Psychometric Analysis of the Mental Health Crisis Assessment Scale in Youth with Autism Spectrum Disorder

Saturday, May 13, 2017: 10:30 AM
Yerba Buena 7 (Marriott Marquis Hotel)
L. Kalb1, L. Hagopian2,3 and R. A. Vasa2, (1)Johns Hopkins School of Public Health, Baltimore, MD, (2)Kennedy Krieger Institute, Baltimore, MD, (3)Psychiatry and Behavioral Sciences, Johns Hopkins University School of Medicine, Baltimore, MD
Background: Population-based research has shown that three quarters of youth with autism spectrum disorder (ASD) suffer from a co-occurring psychiatric disorder (Simonoff et al., 2008) and data from a clinic-based sample indicated that over 90% of referred youth with ASD have 3 or more psychiatric disorders (Joshi et al., 2010). Despite this burden, outpatient mental health providers who are available to work with this this population are scarce (Brookman-Frazee et al., 2012). This gap in care, along with clinical experience, suggests youth with ASD are risk for experiencing a mental health crisis. However, no measures of mental health crisis exist for this population.

Objectives: To examine the reliability and validity of a novel measure, the Mental Health Crisis Assessment Scale (MCAS).

Methods: Data used for this study were gathered from the Interactive Autism Network (IAN), an online US based research registry. Prior studies have established the validity of the ASD diagnosis in IAN (Daniels et al., 2011; Lee et al., 2010). For this study, parents had to report that their child was between 3-24 years of age and met the cutoff on the Social Communication Questionnaire (Rutter et al., 2003). A mental health crisis was defined as “an acute disturbance of though, mood, or behavior that requires immediate intervention” (APA, 2002). Mental health crisis was measured by the MCAS, a 28-item parent reported crisis measure made up of three sections, including a 14-item list of mental health symptoms, 7 items measuring acuity of symptoms, and 5 items assessing parental management of symptoms. Data were collected in three waves. The first wave (n = 121) were gathered to establish criterion validity by examining the association between the MCAS and a custom, semi-structured clinician interview. Construct validity was established through exploratory factor analysis (EFA; n = 229), in the first two waves of data collection, and independently corroborated through confirmatory factor analysis (CFA; n = 352) in the third wave of data collection. Convergent validity was determined by assessing the association between the MCAS and family distress (Weiss & Lunsky, 2010), parental stress (Macomber et al., 2006), and use of emergency psychiatric services in the third wave of data collection.

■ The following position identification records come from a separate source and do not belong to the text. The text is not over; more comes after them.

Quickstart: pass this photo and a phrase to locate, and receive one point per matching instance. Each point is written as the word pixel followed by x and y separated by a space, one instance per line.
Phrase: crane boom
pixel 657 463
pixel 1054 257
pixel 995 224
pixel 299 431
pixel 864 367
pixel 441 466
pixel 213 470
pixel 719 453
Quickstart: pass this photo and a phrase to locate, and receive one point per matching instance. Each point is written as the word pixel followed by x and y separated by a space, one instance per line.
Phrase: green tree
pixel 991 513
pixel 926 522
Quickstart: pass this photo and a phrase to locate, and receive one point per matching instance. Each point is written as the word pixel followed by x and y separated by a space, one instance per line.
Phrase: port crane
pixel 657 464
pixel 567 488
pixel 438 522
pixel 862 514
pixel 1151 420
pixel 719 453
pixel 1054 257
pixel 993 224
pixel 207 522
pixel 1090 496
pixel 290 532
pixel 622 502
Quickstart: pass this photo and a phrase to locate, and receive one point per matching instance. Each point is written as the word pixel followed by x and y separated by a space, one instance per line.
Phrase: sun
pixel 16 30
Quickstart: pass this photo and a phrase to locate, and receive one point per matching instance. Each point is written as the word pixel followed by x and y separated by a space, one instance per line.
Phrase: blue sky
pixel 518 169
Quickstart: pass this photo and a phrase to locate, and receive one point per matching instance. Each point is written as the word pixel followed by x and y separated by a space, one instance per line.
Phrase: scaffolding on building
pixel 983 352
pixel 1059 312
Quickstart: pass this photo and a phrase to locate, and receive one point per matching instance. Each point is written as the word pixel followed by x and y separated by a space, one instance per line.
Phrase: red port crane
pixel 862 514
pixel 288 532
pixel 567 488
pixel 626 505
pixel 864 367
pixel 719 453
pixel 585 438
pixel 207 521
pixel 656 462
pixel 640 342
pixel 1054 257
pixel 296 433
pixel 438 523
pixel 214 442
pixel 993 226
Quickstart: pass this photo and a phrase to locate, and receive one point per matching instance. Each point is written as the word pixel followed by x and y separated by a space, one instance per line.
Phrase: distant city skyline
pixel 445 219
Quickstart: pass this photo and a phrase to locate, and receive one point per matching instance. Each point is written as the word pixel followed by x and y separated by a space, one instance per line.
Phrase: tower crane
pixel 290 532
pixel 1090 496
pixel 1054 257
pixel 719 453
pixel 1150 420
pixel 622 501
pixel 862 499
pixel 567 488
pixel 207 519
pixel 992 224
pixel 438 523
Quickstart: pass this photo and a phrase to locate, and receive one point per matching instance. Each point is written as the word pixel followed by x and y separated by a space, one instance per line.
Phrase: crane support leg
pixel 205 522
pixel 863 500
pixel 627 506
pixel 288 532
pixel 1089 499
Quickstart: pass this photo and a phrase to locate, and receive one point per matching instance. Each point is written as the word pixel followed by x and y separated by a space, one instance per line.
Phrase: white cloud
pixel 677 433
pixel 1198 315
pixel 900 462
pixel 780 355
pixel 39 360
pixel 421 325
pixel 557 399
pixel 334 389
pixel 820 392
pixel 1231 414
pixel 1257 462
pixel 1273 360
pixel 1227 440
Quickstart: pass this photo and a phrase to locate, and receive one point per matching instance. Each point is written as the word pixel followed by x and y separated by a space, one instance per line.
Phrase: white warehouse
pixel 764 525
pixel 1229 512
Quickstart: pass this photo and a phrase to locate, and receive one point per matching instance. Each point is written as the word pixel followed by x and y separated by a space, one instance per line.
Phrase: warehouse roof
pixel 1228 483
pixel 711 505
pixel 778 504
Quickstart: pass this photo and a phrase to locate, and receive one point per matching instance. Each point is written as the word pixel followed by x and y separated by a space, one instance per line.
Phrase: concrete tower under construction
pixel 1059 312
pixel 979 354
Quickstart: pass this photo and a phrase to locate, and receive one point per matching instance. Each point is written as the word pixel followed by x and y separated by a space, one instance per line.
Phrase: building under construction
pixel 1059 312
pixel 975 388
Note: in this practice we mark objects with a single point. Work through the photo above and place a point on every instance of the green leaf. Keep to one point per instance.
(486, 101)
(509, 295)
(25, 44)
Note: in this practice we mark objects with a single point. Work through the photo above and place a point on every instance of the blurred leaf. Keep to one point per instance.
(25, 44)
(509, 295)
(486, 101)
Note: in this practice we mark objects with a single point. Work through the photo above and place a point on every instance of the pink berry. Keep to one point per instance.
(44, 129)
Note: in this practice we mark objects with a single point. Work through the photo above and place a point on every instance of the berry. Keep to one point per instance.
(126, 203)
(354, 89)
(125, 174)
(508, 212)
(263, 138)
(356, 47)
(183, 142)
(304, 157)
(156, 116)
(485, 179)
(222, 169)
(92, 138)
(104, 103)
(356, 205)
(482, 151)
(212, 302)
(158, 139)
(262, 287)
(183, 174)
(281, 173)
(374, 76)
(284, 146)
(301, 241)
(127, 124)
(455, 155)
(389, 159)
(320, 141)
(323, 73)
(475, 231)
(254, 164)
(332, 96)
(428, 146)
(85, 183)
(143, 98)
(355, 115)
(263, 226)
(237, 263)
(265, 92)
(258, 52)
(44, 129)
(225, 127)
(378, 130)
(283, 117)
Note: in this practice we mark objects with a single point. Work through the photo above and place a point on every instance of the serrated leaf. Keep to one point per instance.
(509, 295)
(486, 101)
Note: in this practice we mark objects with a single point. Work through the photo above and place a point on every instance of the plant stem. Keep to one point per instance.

Results: Results from the EFA and parallel analysis identified a two-factor structure (Factor 1: behavioral acuity and Factor 2: behavioral management) of the MCAS. The CFA confirmed that the two factor model fit the third wave of data well (RMSEA = 0.10, CFI = 0.96, TLI = 0.95). The measure also demonstrated strong internal consistency values across all study waves (α ranged from 0.80-0.90). Results from the clinician interview analyses suggested a strong association between the MCAS and clinician opinion (ROC = 0.85). Lastly, positive associations were found between the MCAS and family distress (r = 0.57), parental stress (r = 0.48), and use of emergency psychiatric services (r = 0.67; all p<.05).

Conclusions: Results from this study support the MCAS as a psychometrically robust tool that can characterize a unique, important, and heavily understudied dimension of mental health among youth with ASD.